I just don't get it. I'm very glad to have him; the most important thing's that I'm really into him as a person and all of that, there's definitely fantastic chemistry, better then the sort most other people have I suppose but sometimes I really just don't get it.
I suppose the thing that could really upset me would be saying that I was wrong, punishing me for it, and punishing yourself while doing it. You know. Like Catherine Earnshaw in Wuthering Heights. Terribly depressing book; silly, immature mains, don't you think. I wish he wouldn't do it any more, but I suppose it's all been so fast, and I am terribly unpredictable. But we all learn. Besides, if I were predictable, what fun would that be? I couldn't live with myself then. He'll never have to worry about me becoming too boring. Two days of not feeling inspired, and I felt myself thinking in my class today how nice it would be if we could just choose to die painlessly when we wanted.
Why are we still alive for anyway, what was the point of it. Would it make a difference if we died today, or tomorrow, or several decades later? If Paris Hilton had died as a baby, who's to say someone else wouldn't make a better 'heiress' ?
I love him, but I cannot bear this constant worrying about whether I've done something to make him feel less loved whenever I get angry on the phone on him, or don't manage to talk to him because of school, or whatever. But things like that work themselves out eventually I suppose. We'll just have to do what we feel is right.

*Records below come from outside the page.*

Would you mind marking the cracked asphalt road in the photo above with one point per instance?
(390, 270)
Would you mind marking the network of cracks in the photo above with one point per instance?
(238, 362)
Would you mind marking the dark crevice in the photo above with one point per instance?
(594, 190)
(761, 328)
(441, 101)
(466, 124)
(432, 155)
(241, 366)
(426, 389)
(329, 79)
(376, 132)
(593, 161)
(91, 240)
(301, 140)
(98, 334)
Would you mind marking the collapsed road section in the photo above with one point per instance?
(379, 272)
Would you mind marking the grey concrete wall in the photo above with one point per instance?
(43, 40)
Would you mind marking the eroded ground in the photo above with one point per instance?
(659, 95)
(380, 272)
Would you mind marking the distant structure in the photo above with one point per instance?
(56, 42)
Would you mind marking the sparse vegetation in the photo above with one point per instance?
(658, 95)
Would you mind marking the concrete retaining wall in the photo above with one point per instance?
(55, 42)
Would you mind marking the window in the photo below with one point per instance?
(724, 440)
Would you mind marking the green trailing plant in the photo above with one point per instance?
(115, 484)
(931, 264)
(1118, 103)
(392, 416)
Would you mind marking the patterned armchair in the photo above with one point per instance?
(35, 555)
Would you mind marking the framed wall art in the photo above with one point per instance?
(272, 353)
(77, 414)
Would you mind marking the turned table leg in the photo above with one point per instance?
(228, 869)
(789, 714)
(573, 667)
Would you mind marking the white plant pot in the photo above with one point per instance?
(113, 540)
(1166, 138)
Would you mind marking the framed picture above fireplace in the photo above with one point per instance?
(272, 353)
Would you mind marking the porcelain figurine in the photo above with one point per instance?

And the moment that stops happening, and what is right isn't what we feel is right, then that's that I suppose.
Love is a great thing while it's happening, and it's worth to cling onto some people and some things. Reciprocated attachment can be a very satisfying feeling, but you've only got one lifetime to lead. You've only got one Today, one Now. Love is weighty, and maybe many people see it differently, but I grew up in a life that treated it very lightly. There was no " I'll stick through it even if you treat me like shit" nonsense. And it's really better that way.
Better and more real.
Better, and more real because you're happier, no one takes advantage of anyone else, and if love is about being happy and about hope and about a sense of freedom, then it is more real. Depression is always mostly imagined and just a fucked up state of mind for most people, happiness is usually a real cause. Something good happens, and you're happy. The world for most of us is filled with more good things than bad ones, so certainly most depressions are just a fucked up state of mind.
Sidenotes :
Yay : because I won't have Maths tomorrow and Friday.
Also,
Boo : because I have to go to school this Saturday and for the next 2 consecutive months Saturdays' because the Education Ministry decided to bring forward the school holidays (so we have to replace the school days) and to start the school earlier next year. Meaning the only "self-pampering" time for me is only Sunday ?
Darren said "Wtf..tu la suruh go college dulu tak nak.."
Now I have to appreciate any given Sunday.